In opening remarks, US counsel pointed out that what happens at these sites, could cause irreparable harm to our allies, since they occurred in their countries. Further bolstering his argument about why state secrets privilege plays a roll here.

In a 7:2 decision, SCOTUS sided with the United States, Gorsuch and Sotomayor, the dissenters. This allows the United States to keep it’s secrets from Zubaydah, and everyone else, regarding a black site in Poland, because it could harm both the US and Poland if the CIA and it’s peeps were to publicly testify about it.

Gorsuch and Sotomayor were just like, “This shit happened two decades ago, the shit’s been declassified, and there’s all kinds of books and movies about it already. What fucking secret are we protecting here exactly?

I’m guessing that the majority were like, “Yeah, but if we set precedent here, we open up a whole can of worms for the future. So STFU Neil and Sonia.

Hear oral arguments and read about the case here.

Average Joe SCOTUS: Brown v. Davenport

Back in 2008, all round scumbag, Ervine Lee Davenport was convicted of murder. During his trial, he was restrained with shackles and shit, presumably because someone thought he was dangerous enough to require as much.

Here’s the rub. In  Deck v. Missouri, SCOTUS ruled that shackling a criminal during a trial, biases the jury against the shackled person, and thus violates their right to a fair trial. So the state is required to show some reason why the dude must be shackled up, which didn’t happen in Davenport’s case.

When Davenport challenged his conviction, a Michigan appellate court argued that his shackling was harmless in biasing the jury, as he admitted he killed the person. His argument was self-defense, but prosecutors were also trying to prove premeditation, not whether he was the killer.

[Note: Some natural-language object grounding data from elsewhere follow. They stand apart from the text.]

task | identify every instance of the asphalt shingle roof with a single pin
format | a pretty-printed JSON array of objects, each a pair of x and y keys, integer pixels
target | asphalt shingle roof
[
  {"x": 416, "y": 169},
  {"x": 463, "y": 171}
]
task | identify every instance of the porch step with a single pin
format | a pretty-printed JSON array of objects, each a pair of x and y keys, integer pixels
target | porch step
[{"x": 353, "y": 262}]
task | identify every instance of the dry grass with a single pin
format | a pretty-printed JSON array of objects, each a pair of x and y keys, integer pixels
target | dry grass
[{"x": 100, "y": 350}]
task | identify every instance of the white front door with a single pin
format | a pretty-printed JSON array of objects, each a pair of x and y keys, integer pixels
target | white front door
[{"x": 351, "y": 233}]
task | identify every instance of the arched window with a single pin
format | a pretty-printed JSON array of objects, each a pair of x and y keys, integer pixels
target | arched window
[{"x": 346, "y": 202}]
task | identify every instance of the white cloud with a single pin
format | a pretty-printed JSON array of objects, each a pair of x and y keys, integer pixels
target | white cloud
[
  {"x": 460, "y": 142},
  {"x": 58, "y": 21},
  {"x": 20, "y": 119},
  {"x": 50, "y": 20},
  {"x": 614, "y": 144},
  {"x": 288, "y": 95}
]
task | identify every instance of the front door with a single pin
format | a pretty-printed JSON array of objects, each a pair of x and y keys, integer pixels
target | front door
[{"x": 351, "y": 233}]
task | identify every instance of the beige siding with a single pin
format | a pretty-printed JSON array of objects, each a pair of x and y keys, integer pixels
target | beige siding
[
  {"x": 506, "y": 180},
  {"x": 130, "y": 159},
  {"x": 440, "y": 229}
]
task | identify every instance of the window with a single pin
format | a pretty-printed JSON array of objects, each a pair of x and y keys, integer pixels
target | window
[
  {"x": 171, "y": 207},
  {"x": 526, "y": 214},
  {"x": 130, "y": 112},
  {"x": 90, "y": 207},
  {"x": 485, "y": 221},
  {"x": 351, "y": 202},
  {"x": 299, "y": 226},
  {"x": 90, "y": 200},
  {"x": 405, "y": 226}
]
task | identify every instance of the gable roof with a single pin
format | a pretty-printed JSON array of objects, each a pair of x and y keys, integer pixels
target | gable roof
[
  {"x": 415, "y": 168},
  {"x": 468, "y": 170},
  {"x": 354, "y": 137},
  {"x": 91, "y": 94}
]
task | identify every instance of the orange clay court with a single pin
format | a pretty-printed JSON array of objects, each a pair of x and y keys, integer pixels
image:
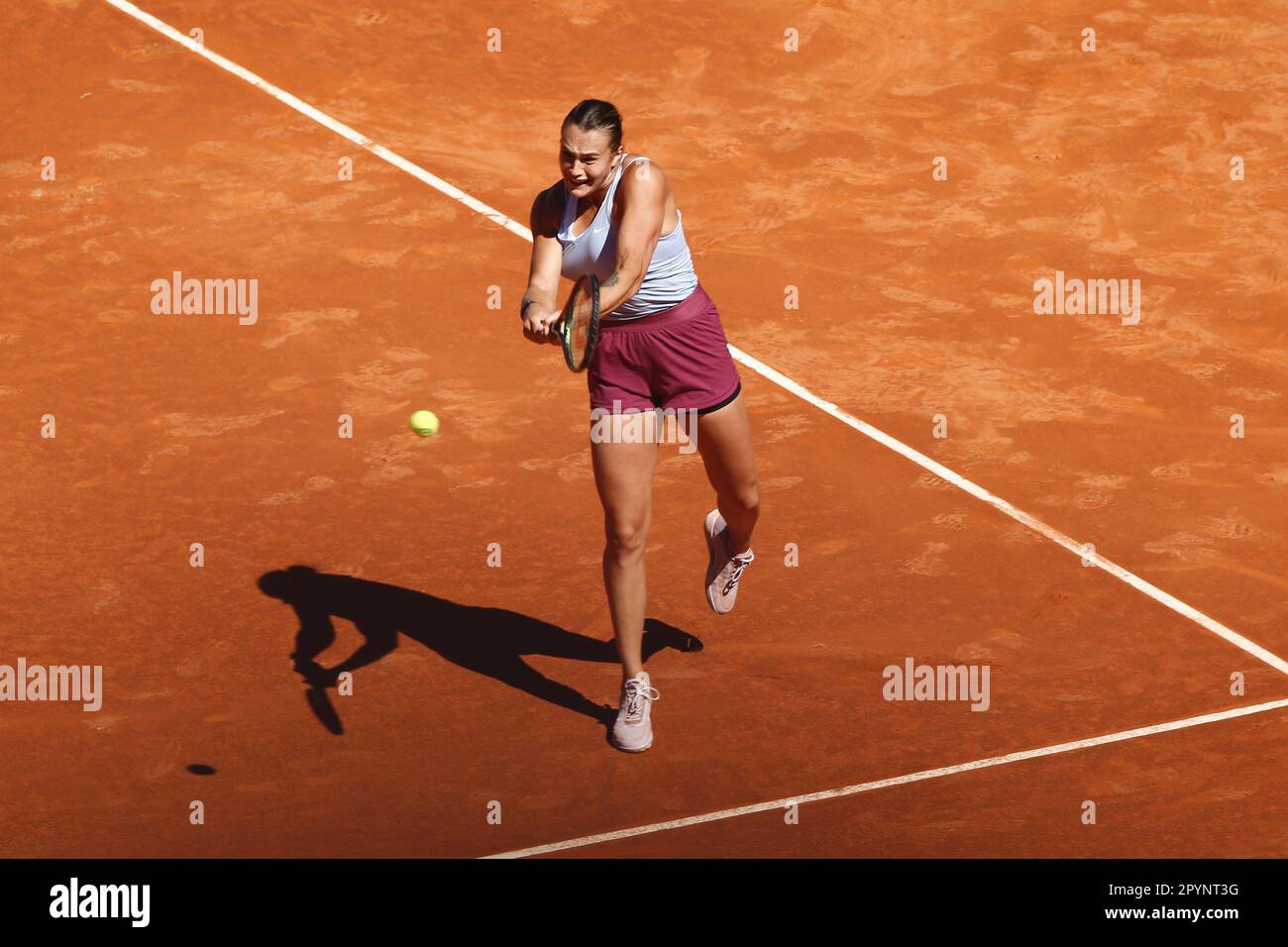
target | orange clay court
[{"x": 1147, "y": 680}]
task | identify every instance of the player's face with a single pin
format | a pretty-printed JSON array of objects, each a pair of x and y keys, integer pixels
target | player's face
[{"x": 587, "y": 159}]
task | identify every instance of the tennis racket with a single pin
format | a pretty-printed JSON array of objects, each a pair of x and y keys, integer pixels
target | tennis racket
[{"x": 580, "y": 324}]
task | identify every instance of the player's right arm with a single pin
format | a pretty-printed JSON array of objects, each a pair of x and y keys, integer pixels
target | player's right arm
[{"x": 540, "y": 307}]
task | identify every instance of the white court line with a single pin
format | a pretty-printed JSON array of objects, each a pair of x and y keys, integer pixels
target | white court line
[
  {"x": 894, "y": 781},
  {"x": 755, "y": 365},
  {"x": 825, "y": 406}
]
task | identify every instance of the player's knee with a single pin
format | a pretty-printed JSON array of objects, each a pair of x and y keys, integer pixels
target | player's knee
[
  {"x": 747, "y": 497},
  {"x": 626, "y": 536}
]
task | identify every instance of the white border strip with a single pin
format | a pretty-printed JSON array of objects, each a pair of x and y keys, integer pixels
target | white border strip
[
  {"x": 758, "y": 367},
  {"x": 896, "y": 781},
  {"x": 323, "y": 119},
  {"x": 825, "y": 406}
]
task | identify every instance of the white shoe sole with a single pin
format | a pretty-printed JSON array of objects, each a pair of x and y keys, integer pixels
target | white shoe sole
[
  {"x": 711, "y": 556},
  {"x": 634, "y": 749}
]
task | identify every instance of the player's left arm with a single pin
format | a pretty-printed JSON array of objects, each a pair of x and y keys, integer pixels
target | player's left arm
[{"x": 642, "y": 195}]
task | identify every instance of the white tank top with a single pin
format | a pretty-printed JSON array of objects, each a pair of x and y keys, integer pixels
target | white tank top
[{"x": 670, "y": 277}]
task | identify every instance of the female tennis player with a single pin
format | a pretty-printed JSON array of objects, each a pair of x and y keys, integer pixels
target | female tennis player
[{"x": 661, "y": 346}]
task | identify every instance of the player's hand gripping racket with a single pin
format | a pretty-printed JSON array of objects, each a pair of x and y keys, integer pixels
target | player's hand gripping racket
[{"x": 580, "y": 324}]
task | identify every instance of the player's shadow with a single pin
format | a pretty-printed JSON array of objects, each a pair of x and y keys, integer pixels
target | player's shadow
[{"x": 487, "y": 641}]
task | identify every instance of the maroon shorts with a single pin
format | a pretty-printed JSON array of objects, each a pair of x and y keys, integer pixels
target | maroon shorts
[{"x": 675, "y": 359}]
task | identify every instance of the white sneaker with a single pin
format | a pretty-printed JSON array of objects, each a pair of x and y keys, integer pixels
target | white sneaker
[
  {"x": 724, "y": 570},
  {"x": 634, "y": 731}
]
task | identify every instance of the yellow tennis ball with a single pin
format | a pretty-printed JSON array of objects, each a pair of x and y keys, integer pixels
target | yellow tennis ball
[{"x": 424, "y": 423}]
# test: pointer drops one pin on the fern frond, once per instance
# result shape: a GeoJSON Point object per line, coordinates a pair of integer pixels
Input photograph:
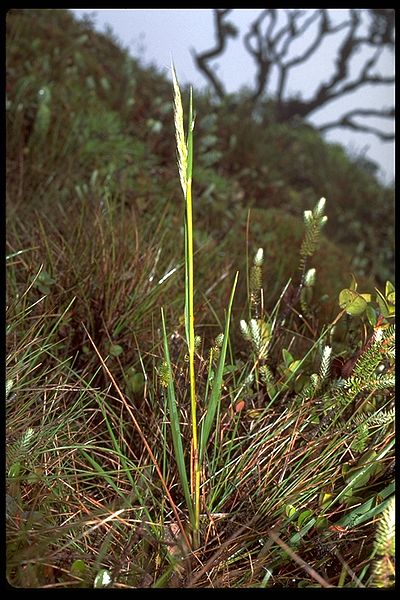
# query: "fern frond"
{"type": "Point", "coordinates": [383, 571]}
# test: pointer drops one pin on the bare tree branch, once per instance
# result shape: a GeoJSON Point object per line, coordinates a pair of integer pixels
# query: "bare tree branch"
{"type": "Point", "coordinates": [262, 54]}
{"type": "Point", "coordinates": [347, 122]}
{"type": "Point", "coordinates": [223, 31]}
{"type": "Point", "coordinates": [270, 45]}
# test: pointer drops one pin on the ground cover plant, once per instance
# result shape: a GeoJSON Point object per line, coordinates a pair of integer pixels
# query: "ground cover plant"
{"type": "Point", "coordinates": [171, 422]}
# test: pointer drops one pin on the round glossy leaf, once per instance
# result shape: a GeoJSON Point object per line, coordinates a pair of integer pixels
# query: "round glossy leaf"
{"type": "Point", "coordinates": [102, 579]}
{"type": "Point", "coordinates": [303, 517]}
{"type": "Point", "coordinates": [354, 304]}
{"type": "Point", "coordinates": [78, 568]}
{"type": "Point", "coordinates": [290, 510]}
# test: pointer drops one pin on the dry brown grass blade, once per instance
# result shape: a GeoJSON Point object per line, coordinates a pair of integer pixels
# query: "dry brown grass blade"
{"type": "Point", "coordinates": [143, 438]}
{"type": "Point", "coordinates": [298, 560]}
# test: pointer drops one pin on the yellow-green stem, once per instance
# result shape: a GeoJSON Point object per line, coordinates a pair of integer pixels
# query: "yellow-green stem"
{"type": "Point", "coordinates": [195, 485]}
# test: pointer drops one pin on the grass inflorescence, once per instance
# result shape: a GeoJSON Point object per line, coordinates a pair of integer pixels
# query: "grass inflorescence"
{"type": "Point", "coordinates": [172, 422]}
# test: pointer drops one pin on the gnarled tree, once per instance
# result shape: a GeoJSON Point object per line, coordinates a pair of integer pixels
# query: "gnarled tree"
{"type": "Point", "coordinates": [270, 40]}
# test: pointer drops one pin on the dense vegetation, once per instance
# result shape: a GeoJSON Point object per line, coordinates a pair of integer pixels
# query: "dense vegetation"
{"type": "Point", "coordinates": [294, 403]}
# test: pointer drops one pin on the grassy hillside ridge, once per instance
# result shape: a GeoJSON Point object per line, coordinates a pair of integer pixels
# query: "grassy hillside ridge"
{"type": "Point", "coordinates": [291, 395]}
{"type": "Point", "coordinates": [85, 111]}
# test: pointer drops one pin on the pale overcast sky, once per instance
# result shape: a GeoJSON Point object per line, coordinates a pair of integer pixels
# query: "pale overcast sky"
{"type": "Point", "coordinates": [155, 35]}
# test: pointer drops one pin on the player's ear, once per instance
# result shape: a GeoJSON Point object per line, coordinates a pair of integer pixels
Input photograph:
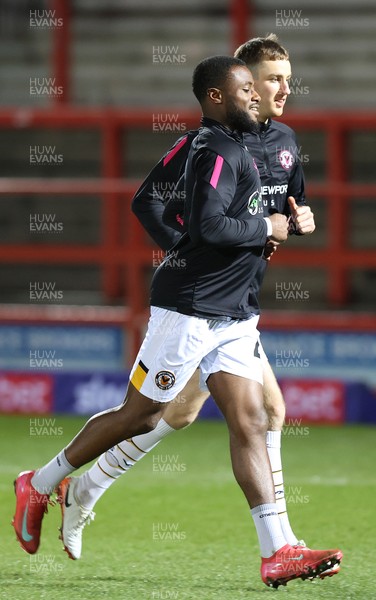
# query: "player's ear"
{"type": "Point", "coordinates": [215, 95]}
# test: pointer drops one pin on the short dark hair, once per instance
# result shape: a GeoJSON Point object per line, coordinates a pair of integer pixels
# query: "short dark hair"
{"type": "Point", "coordinates": [213, 72]}
{"type": "Point", "coordinates": [259, 49]}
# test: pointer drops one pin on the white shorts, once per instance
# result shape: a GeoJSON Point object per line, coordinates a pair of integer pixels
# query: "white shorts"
{"type": "Point", "coordinates": [175, 345]}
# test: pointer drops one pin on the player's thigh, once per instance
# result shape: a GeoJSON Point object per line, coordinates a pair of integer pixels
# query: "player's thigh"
{"type": "Point", "coordinates": [183, 410]}
{"type": "Point", "coordinates": [172, 349]}
{"type": "Point", "coordinates": [241, 402]}
{"type": "Point", "coordinates": [273, 397]}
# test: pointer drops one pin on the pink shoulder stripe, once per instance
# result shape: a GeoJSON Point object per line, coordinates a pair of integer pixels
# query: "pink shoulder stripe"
{"type": "Point", "coordinates": [174, 150]}
{"type": "Point", "coordinates": [216, 171]}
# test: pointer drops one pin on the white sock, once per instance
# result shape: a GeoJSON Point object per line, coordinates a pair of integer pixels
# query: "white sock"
{"type": "Point", "coordinates": [273, 443]}
{"type": "Point", "coordinates": [268, 528]}
{"type": "Point", "coordinates": [48, 477]}
{"type": "Point", "coordinates": [118, 460]}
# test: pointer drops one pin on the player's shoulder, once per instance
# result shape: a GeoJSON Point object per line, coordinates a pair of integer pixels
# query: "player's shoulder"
{"type": "Point", "coordinates": [282, 129]}
{"type": "Point", "coordinates": [180, 148]}
{"type": "Point", "coordinates": [219, 141]}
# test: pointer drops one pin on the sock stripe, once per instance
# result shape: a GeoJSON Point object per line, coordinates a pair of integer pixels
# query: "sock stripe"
{"type": "Point", "coordinates": [127, 455]}
{"type": "Point", "coordinates": [135, 445]}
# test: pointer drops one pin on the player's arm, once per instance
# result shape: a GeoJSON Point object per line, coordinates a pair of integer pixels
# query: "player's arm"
{"type": "Point", "coordinates": [173, 215]}
{"type": "Point", "coordinates": [210, 199]}
{"type": "Point", "coordinates": [148, 203]}
{"type": "Point", "coordinates": [302, 217]}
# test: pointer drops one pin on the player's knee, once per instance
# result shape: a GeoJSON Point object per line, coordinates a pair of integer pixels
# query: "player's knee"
{"type": "Point", "coordinates": [248, 426]}
{"type": "Point", "coordinates": [276, 412]}
{"type": "Point", "coordinates": [180, 420]}
{"type": "Point", "coordinates": [143, 420]}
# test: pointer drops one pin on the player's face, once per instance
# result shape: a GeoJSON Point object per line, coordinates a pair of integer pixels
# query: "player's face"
{"type": "Point", "coordinates": [242, 100]}
{"type": "Point", "coordinates": [272, 78]}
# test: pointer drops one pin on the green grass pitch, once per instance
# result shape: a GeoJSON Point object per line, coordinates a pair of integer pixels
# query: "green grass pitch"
{"type": "Point", "coordinates": [177, 526]}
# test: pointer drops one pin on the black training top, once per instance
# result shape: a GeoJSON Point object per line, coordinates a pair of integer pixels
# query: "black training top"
{"type": "Point", "coordinates": [159, 202]}
{"type": "Point", "coordinates": [212, 271]}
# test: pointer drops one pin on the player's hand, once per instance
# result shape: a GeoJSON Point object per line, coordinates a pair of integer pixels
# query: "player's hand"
{"type": "Point", "coordinates": [302, 216]}
{"type": "Point", "coordinates": [269, 249]}
{"type": "Point", "coordinates": [280, 227]}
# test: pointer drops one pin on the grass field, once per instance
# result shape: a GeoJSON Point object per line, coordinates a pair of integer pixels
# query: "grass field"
{"type": "Point", "coordinates": [184, 531]}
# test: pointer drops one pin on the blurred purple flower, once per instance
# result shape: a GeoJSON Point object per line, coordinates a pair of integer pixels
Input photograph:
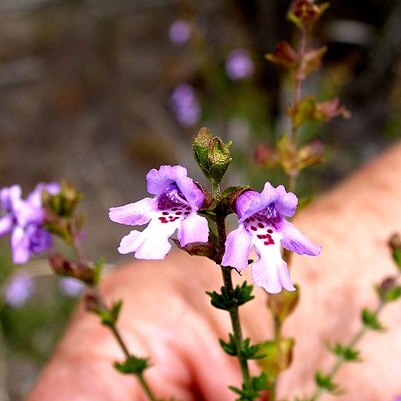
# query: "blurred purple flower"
{"type": "Point", "coordinates": [262, 225]}
{"type": "Point", "coordinates": [173, 208]}
{"type": "Point", "coordinates": [185, 105]}
{"type": "Point", "coordinates": [24, 219]}
{"type": "Point", "coordinates": [71, 286]}
{"type": "Point", "coordinates": [239, 64]}
{"type": "Point", "coordinates": [19, 289]}
{"type": "Point", "coordinates": [180, 32]}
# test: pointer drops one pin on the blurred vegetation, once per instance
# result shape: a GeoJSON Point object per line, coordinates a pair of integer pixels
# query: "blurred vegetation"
{"type": "Point", "coordinates": [86, 96]}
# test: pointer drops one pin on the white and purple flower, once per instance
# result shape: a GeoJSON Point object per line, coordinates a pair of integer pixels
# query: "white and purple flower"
{"type": "Point", "coordinates": [174, 207]}
{"type": "Point", "coordinates": [24, 219]}
{"type": "Point", "coordinates": [262, 225]}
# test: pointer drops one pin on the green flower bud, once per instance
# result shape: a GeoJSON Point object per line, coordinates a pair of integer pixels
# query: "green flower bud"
{"type": "Point", "coordinates": [212, 155]}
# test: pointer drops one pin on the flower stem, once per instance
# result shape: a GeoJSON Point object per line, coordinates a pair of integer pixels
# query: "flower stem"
{"type": "Point", "coordinates": [236, 326]}
{"type": "Point", "coordinates": [76, 245]}
{"type": "Point", "coordinates": [117, 335]}
{"type": "Point", "coordinates": [233, 310]}
{"type": "Point", "coordinates": [340, 361]}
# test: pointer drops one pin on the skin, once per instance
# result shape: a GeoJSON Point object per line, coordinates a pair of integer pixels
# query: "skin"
{"type": "Point", "coordinates": [167, 316]}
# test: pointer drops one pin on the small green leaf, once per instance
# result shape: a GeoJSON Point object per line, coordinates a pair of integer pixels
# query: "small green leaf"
{"type": "Point", "coordinates": [325, 382]}
{"type": "Point", "coordinates": [97, 270]}
{"type": "Point", "coordinates": [243, 294]}
{"type": "Point", "coordinates": [346, 352]}
{"type": "Point", "coordinates": [229, 347]}
{"type": "Point", "coordinates": [393, 294]}
{"type": "Point", "coordinates": [132, 365]}
{"type": "Point", "coordinates": [371, 321]}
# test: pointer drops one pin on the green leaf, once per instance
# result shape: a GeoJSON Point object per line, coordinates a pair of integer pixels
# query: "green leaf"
{"type": "Point", "coordinates": [132, 365]}
{"type": "Point", "coordinates": [226, 301]}
{"type": "Point", "coordinates": [243, 294]}
{"type": "Point", "coordinates": [371, 321]}
{"type": "Point", "coordinates": [325, 382]}
{"type": "Point", "coordinates": [393, 294]}
{"type": "Point", "coordinates": [345, 352]}
{"type": "Point", "coordinates": [230, 347]}
{"type": "Point", "coordinates": [109, 317]}
{"type": "Point", "coordinates": [251, 351]}
{"type": "Point", "coordinates": [97, 270]}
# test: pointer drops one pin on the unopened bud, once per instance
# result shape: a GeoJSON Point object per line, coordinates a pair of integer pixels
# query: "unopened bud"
{"type": "Point", "coordinates": [304, 13]}
{"type": "Point", "coordinates": [212, 155]}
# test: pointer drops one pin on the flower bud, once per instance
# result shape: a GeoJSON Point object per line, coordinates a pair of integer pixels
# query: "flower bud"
{"type": "Point", "coordinates": [284, 54]}
{"type": "Point", "coordinates": [212, 155]}
{"type": "Point", "coordinates": [65, 267]}
{"type": "Point", "coordinates": [304, 13]}
{"type": "Point", "coordinates": [63, 203]}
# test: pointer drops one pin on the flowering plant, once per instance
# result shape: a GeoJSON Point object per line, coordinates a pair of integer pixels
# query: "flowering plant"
{"type": "Point", "coordinates": [197, 214]}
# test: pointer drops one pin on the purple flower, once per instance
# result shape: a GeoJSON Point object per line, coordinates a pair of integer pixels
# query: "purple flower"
{"type": "Point", "coordinates": [19, 289]}
{"type": "Point", "coordinates": [24, 220]}
{"type": "Point", "coordinates": [185, 105]}
{"type": "Point", "coordinates": [262, 225]}
{"type": "Point", "coordinates": [71, 286]}
{"type": "Point", "coordinates": [239, 64]}
{"type": "Point", "coordinates": [174, 207]}
{"type": "Point", "coordinates": [180, 32]}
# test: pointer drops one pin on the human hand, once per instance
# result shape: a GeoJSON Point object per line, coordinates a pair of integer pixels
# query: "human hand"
{"type": "Point", "coordinates": [166, 315]}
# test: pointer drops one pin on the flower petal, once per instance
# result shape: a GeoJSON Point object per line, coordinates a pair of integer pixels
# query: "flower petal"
{"type": "Point", "coordinates": [159, 180]}
{"type": "Point", "coordinates": [6, 223]}
{"type": "Point", "coordinates": [287, 203]}
{"type": "Point", "coordinates": [193, 229]}
{"type": "Point", "coordinates": [238, 248]}
{"type": "Point", "coordinates": [295, 241]}
{"type": "Point", "coordinates": [134, 214]}
{"type": "Point", "coordinates": [152, 243]}
{"type": "Point", "coordinates": [19, 246]}
{"type": "Point", "coordinates": [252, 202]}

While Davenport’s section was curtained off in court to hide the shackles and such, the jurors admitted seeing that he was shackled, and discussing it. But they all suggested it did not affect their decision to convict.

Other precedents are involved here, though. In 1993,   in Brecht v. Abrahamson, the court adopted a harmless error review, the court ruled that in order for someone to win on appeal in such a situation, they have to show that the thing in question did harm them. So like, did these jurors seeing the shackles, form an opinion they wouldn’t have, had they not seen that shit.

Years after Brecht, congress passed the AEDPA, which basically limits the “Get out of jail free” card for someone, on a technicality such as this. Even if there is some constitutional violation, like shackling a defendant for no good reason, unless they can show that it definitely poisoned the jury, that conviction stays in place.

As the case made its way to the 6th circuit court of appeals, they were like, “Woah, Michigan. Clearly, these shackles would have poisoned the jury against Davenport. That’s why there’s a case specifically about this shit. We aren’t just going to take your word that it didn’t poison the jury. Those dumb fucks were poisoned to the point of being brainwashed, and would probably say they weren’t, just so this mother fucker would rot in jail. Overturned, bitches!”

In a split 6:3 decision along political lines, the conservative justices sided with Brown though, overturning the 6th circuit’s decision. They argued that while the 6th circuit’s decision jived with the Brecht ruling, it failed the AEDPA’s standards miserably, and unless it passes both tests, no habeas relied is to be granted. As such, the 6th circuit are a bunch of dumb fucks.

The difference being that Brecht test is basically that the action must show, “substantial and injurious effect or influence on the verdict.” But the AEDPA is basically saying, “you only get relief if the decisions was either totally the opposite of what established law says, or based on some bullshit determination of the facts presented.”

In the liberal justices dissent, they argued that if it fails the Brecht test, it has to fail the AEDPA test, presumably because it it “contrary to established law” as outlined in the Brecht precedent. That’s a bit of a stretch, since precedent isn’t law.

But anyway, Davenport may continue to rot in prison, enjoying his prison food, and reading his prison books.